The thing to be wary of here is knowing which platform should be used, on a given site. These devices are to establish strict lines of trust, but not all those who use them are technically proficient, so a MitM that downgrades the authenticator from "platform" to "cross-platform" (or roaming) can alter the registration process such that what should have had a biometric tie now just has a PIN (or no PIN depending). This attack depends on how the vendor is managing AAGUIDs and Attestment Certificates, but a lot simply don't.
This seems like a pretty complicated attack with relatively low value, but maybe I don't understand something important. So let me run it back by my understanding.
You're proposing a TLS MitM (maybe plausible in a corporate environment that has this configured anyway) which downgrades the authenticator enrolment to have less protections, and then passing the resulting credentials to the real backend which will assume it has two factors without checking?
And later you steal the device so you can now use it without an additional factor because it wasn't enrolled using multi-factor anyway.
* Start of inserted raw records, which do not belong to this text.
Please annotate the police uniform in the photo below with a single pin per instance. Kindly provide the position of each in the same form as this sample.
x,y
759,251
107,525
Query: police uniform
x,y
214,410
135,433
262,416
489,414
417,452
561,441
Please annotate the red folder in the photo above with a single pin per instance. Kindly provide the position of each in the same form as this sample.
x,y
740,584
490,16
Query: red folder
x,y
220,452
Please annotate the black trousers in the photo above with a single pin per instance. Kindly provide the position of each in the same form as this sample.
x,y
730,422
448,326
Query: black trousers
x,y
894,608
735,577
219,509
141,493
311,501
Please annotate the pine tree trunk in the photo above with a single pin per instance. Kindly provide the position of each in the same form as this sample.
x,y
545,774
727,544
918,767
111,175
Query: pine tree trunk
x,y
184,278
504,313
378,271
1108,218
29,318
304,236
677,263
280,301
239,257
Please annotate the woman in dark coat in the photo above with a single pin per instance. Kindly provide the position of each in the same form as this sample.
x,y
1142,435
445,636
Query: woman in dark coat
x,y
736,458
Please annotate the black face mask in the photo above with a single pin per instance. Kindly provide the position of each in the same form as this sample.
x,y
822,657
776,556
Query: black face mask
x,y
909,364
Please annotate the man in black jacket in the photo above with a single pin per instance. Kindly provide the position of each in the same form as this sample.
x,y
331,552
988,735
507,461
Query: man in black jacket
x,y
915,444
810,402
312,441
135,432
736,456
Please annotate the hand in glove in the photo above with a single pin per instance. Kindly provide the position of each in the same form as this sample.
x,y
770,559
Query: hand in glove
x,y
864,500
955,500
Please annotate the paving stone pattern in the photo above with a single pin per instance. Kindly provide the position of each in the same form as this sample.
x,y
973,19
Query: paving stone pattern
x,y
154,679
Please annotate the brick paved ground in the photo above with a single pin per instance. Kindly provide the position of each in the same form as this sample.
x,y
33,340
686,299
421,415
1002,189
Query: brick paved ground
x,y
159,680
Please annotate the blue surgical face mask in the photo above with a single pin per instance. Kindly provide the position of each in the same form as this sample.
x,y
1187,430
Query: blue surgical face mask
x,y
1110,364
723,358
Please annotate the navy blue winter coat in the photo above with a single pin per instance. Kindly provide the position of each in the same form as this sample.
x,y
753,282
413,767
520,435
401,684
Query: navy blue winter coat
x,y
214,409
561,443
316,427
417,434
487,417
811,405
This would work as an element of the over-complicated schemes in an Oceans movie, but it doesn't feel very plausible in the real world. The skill sets to "Steal someone's iPhone" and "Obtain fraudulent Web PKI certs" don't overlap very much and this attack doesn't scale so it would need to be targeted.
I didn't explain it really well. I wasn't too worried about it being stolen. I was worried about having a single device, so losing it means losing all the identity info. I guess it's no different than now where I enroll 2 keys everywhere.
I didn't try any command line utilities and only use it for the web with Firefox (e.g. GitHub). Can confirm: Works well on both Linux (needs some udev rule, but I think that's true for all these sticks?) and Windows.
To further answer GP: Lacks Bluetooth/NFC, so it's not usable with a smartphone (okay, maybe with a large USB-OTG adapter). No idea on the supported protocols, I think Yubikeys offer a lot more options there, but it's good enough for web authentication.
Manufacturer support was pretty good: My first token was DOA, and I got a replacement token plus a free Mini. The replacement is now my backup unit and, as mentioned, carry the Mini on my keychain.
Oh, that's really weird. I got it from .de delivered to DE. Maybe send the manufacturer a mail and ask them to fix it? Mine came DOA and I remember them to be pretty friendly.